番外SS「青と猫の家計簿」
朝いちばん、広場の角で黒帽の猫――ルカが、青の帳場にひょいと飛び乗った。
「決算だよ、青。胃にやさしいほうのやつ」
青の絵巻工は筆先をふるわせ、猫の尻尾が作るメトロノームに歩幅を合わせた。帳面の見出しは短い。「薄片の行き先」。行、二つ。余白、多め。
「まずは“凡例シール”。薄金点の呼吸は安定、レア名乗りの胃酸は中和済み」
「うん、売上は踊らない。踊らない数字は猫にもやさしい」
ルカは前足で一を二に、二を三に、三をすぐ一に戻した。戻す速さが投資の癖だ。
「次。“切頂台紙”。尖りは今日も台になった?」
「台は足の裏で静かです」
「良い。足の裏が静かな街は、財布が眠る」
そこに白がやって来て、布の角をぎゅっとつまんだ。
「角は丸く。数字は小さく。――猫、あなたの家計簿は詩が多い」
「詩は胃薬。説明は消化不良の原因」
青が笑って一行だけ足した。“詩=説明の薄片”。猫は満足そうに喉を鳴らす。
欄外の投函口が、コト、と息を吐く。裏花の紙が一枚。
〈『薄い王冠』の模写を子の自由帳に載せたい。薄金点は描けない。どうすれば〉
青はすぐ返事をしたためた。
〈薄金点は描かない。余白に丸・棒・波を小さく。――光は説明せず、呼吸で示す〉
ルカが頷く。「高級は描写でなく、間で伝わる」
広場の端で小乱がひとつ。屋台が“水の丸”を二つ並べ、喉の渇き自慢を始めた。
青は帳面を閉じ、筆ではなく視線で動く。
――笑い一打。
――数字窓を一つへ。
――白の布で喉の端を拭く。
乱れは二息で収束。猫の尻尾が「二」を描いて止まる。
「さて、今日の配分だ」ルカが帳面に顔を寄せる。
「研究へ四、刷りへ三、導線へ二、布へ一。――年一見直しは忘れずに」
「変えないのが礼法。けれど、見直すのが礼儀」
「その言い回し、請求書に印刷したいね」
そこへ舞台のローレンスが来て、扇を胸下でひと振り。
「楽屋の子が家計簿を読みたいと言う。数字は眠く、詩は甘いから」
「では“当て絵・経理版”を」青が小さな台紙を二枚出す。
――問題:『売上が踊りそうだ。どう止める?』
答え:〈凡例を貼る/数字窓を一つに/笑い一打〉
――問題:『布が足りない。どこを薄く?』
答え:〈自慢の形容詞〉
ローレンスは扇の骨を一回だけ鳴らし、「すばらしい。削るべきは形容詞」と笑う。削られた形容詞は、胃の壁を撫でる。

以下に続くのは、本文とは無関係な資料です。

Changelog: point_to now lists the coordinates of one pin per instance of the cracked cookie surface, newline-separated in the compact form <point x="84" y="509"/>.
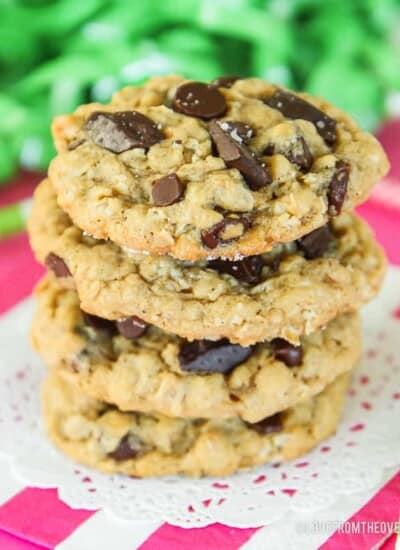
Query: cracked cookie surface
<point x="292" y="295"/>
<point x="167" y="164"/>
<point x="147" y="374"/>
<point x="98" y="435"/>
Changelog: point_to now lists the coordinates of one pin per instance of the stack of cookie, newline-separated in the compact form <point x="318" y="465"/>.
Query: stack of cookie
<point x="205" y="270"/>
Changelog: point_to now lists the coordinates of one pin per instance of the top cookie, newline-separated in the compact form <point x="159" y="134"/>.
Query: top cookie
<point x="210" y="170"/>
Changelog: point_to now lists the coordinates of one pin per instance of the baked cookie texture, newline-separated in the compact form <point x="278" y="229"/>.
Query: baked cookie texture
<point x="294" y="296"/>
<point x="145" y="374"/>
<point x="210" y="171"/>
<point x="98" y="435"/>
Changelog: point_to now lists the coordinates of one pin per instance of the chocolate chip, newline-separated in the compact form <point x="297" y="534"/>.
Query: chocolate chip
<point x="297" y="152"/>
<point x="128" y="447"/>
<point x="237" y="155"/>
<point x="219" y="233"/>
<point x="167" y="190"/>
<point x="208" y="356"/>
<point x="131" y="327"/>
<point x="98" y="323"/>
<point x="338" y="187"/>
<point x="199" y="100"/>
<point x="225" y="81"/>
<point x="269" y="425"/>
<point x="121" y="131"/>
<point x="239" y="131"/>
<point x="248" y="270"/>
<point x="289" y="354"/>
<point x="292" y="106"/>
<point x="315" y="244"/>
<point x="273" y="263"/>
<point x="57" y="265"/>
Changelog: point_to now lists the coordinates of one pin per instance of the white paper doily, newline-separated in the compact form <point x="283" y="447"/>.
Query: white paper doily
<point x="367" y="442"/>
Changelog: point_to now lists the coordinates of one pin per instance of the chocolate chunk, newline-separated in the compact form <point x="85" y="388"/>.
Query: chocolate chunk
<point x="121" y="131"/>
<point x="239" y="131"/>
<point x="298" y="153"/>
<point x="99" y="323"/>
<point x="167" y="190"/>
<point x="248" y="270"/>
<point x="199" y="100"/>
<point x="294" y="107"/>
<point x="237" y="155"/>
<point x="315" y="244"/>
<point x="128" y="447"/>
<point x="289" y="354"/>
<point x="271" y="424"/>
<point x="57" y="265"/>
<point x="131" y="327"/>
<point x="273" y="263"/>
<point x="338" y="187"/>
<point x="214" y="236"/>
<point x="225" y="81"/>
<point x="208" y="356"/>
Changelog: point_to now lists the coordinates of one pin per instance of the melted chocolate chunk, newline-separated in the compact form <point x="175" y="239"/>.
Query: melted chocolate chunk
<point x="167" y="190"/>
<point x="214" y="236"/>
<point x="338" y="187"/>
<point x="271" y="424"/>
<point x="128" y="447"/>
<point x="121" y="131"/>
<point x="199" y="100"/>
<point x="57" y="265"/>
<point x="99" y="323"/>
<point x="239" y="131"/>
<point x="225" y="81"/>
<point x="315" y="244"/>
<point x="289" y="354"/>
<point x="237" y="155"/>
<point x="248" y="270"/>
<point x="298" y="153"/>
<point x="292" y="106"/>
<point x="131" y="327"/>
<point x="208" y="356"/>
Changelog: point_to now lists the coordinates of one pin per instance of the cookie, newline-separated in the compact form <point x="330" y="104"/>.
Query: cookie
<point x="98" y="435"/>
<point x="291" y="291"/>
<point x="201" y="170"/>
<point x="156" y="371"/>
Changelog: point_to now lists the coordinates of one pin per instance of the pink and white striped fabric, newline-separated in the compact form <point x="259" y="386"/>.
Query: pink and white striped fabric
<point x="35" y="519"/>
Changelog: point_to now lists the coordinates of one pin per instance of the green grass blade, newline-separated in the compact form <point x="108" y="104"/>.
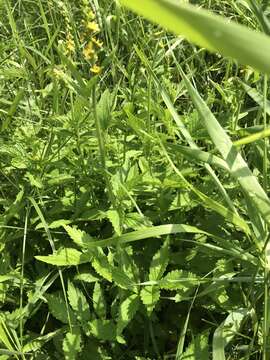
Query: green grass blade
<point x="198" y="155"/>
<point x="237" y="165"/>
<point x="257" y="97"/>
<point x="207" y="30"/>
<point x="226" y="332"/>
<point x="252" y="138"/>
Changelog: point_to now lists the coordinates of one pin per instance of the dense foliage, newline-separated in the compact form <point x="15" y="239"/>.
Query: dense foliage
<point x="126" y="233"/>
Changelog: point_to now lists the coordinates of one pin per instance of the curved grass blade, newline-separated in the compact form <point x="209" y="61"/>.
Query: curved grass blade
<point x="183" y="129"/>
<point x="237" y="165"/>
<point x="226" y="332"/>
<point x="198" y="155"/>
<point x="215" y="33"/>
<point x="147" y="233"/>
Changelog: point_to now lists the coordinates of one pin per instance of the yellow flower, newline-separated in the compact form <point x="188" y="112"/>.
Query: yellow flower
<point x="70" y="44"/>
<point x="88" y="51"/>
<point x="92" y="26"/>
<point x="97" y="42"/>
<point x="95" y="69"/>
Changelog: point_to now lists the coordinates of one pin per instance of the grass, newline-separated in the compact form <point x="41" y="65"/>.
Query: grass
<point x="134" y="180"/>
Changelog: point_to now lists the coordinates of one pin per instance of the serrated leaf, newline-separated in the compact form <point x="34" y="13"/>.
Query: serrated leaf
<point x="39" y="341"/>
<point x="59" y="309"/>
<point x="159" y="262"/>
<point x="114" y="218"/>
<point x="150" y="296"/>
<point x="78" y="236"/>
<point x="103" y="329"/>
<point x="99" y="302"/>
<point x="180" y="280"/>
<point x="101" y="265"/>
<point x="226" y="332"/>
<point x="72" y="344"/>
<point x="86" y="276"/>
<point x="122" y="280"/>
<point x="127" y="264"/>
<point x="65" y="257"/>
<point x="127" y="311"/>
<point x="78" y="302"/>
<point x="59" y="223"/>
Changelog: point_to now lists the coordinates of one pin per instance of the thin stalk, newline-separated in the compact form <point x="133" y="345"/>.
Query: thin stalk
<point x="22" y="273"/>
<point x="266" y="325"/>
<point x="102" y="148"/>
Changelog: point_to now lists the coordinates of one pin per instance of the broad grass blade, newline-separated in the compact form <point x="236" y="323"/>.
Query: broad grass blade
<point x="226" y="332"/>
<point x="237" y="165"/>
<point x="215" y="33"/>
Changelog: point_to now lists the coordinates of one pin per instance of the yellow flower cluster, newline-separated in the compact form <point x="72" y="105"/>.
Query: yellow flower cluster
<point x="90" y="38"/>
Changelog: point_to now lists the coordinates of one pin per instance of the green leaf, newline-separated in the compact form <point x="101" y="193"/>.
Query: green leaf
<point x="86" y="276"/>
<point x="237" y="165"/>
<point x="180" y="280"/>
<point x="59" y="223"/>
<point x="226" y="332"/>
<point x="215" y="33"/>
<point x="72" y="344"/>
<point x="146" y="233"/>
<point x="101" y="265"/>
<point x="114" y="218"/>
<point x="127" y="311"/>
<point x="39" y="341"/>
<point x="122" y="279"/>
<point x="104" y="109"/>
<point x="150" y="296"/>
<point x="78" y="302"/>
<point x="78" y="236"/>
<point x="65" y="257"/>
<point x="99" y="302"/>
<point x="198" y="348"/>
<point x="103" y="329"/>
<point x="198" y="155"/>
<point x="159" y="262"/>
<point x="59" y="309"/>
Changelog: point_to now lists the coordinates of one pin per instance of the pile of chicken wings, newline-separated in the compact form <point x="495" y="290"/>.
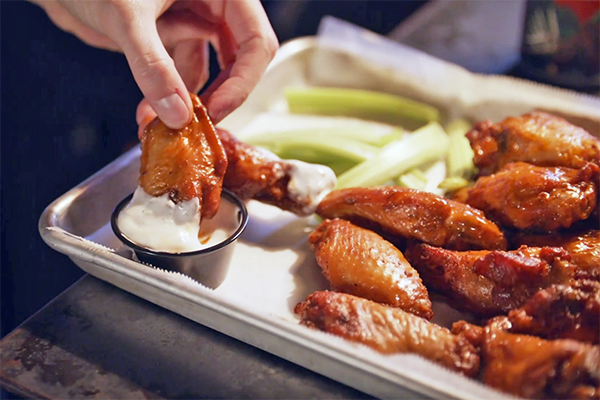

セドリックが外縁から戻り、盾の縁で朝の光をひとかけ切った。
「護衛対象。“薄い危険”――無。……『帳簿は嘘がつけない』という小声あり」
「帳簿は嘘を嫌う。詩は嘘を薄める」ルカが言う。「合わせれば、だいたい正しい」
昼の鐘が一度。青は帳面に今日の四行を残す。
――売上は踊らないようにする
――配分は胃の機嫌を見る
――自慢は薄皮袋に移す
――余白で王冠を支える
「締めは?」とルカ。
青は小鈴を指で押さえた。「――一打」
響いた音は、短く低い。帳場が一瞬だけ広がり、すぐ、落ち着く。
猫は満足して帳面の端に丸くなり、尻尾で一行だけなぞった。
――“退屈は黒字”。
午後の風がページを一枚だけめくる。そこには空欄。空の値打ちは、次の配当で決まる。青は筆を洗い、白は布を干し、灰は砂灰を袋に戻し、金は薄金点のインクを蓋で守った。
遠見塔の小鈴が、きょうも一度だけ、乾いて低く。